Mr Barter sought an order for the release of the disclosures after the department opposed it on the basis that they were not relevant.

Among the documents the department had failed to release were a summary of evidence, correspondence between its staff, Ministry of Agriculture and the park, and the Occupational Health and Safety investigation report.

Mr Barter argued that all the documents sought tended to support or rebut, or have a bearing on the case against his clients, Zion Wildlife Gardens and Zion Wildlife Services.

In its draft summary of facts, the department said Mr Barter’s clients should have installed a double door or gate system and den boxes to all enclosures and employees should have secured the big cats before entering their enclosures.

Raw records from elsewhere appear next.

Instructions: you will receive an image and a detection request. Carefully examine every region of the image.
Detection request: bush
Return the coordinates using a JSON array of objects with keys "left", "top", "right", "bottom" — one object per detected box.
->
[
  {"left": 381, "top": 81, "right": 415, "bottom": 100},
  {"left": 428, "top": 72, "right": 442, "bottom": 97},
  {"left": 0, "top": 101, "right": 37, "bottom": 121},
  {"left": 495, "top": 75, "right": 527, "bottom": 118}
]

But Mr Barter said all safety precautions amounted to a claim by the department that “all practicable steps” constituted an overriding prohibition on human interaction with the big cats.

He said MAF audited and signed off all the enclosures and permitted keepers to enter them after adequate training.

When Mr MnCube died, MAF and the department had yet to ascertain what steps they considered practicable to minimise interaction, Mr Barter said.

“A pattern of interaction existed between the informant [department] and the defendants [Zion], whereby the informant had knowledge of other incidents regarding safety at the park.

“The informant failed to take any steps, or recommend that the defendants take any further steps deemed ‘practicable’, such as ceasing interactions,” Mr Barter claimed.

He said both departments considered an application for a temporary transfer of tigers involving human interaction with Mr MnCube when he died and as such, did not consider that a stop to human interaction to be a practicable step.

Judge Doogue’s decision clears the way for the case to be heard.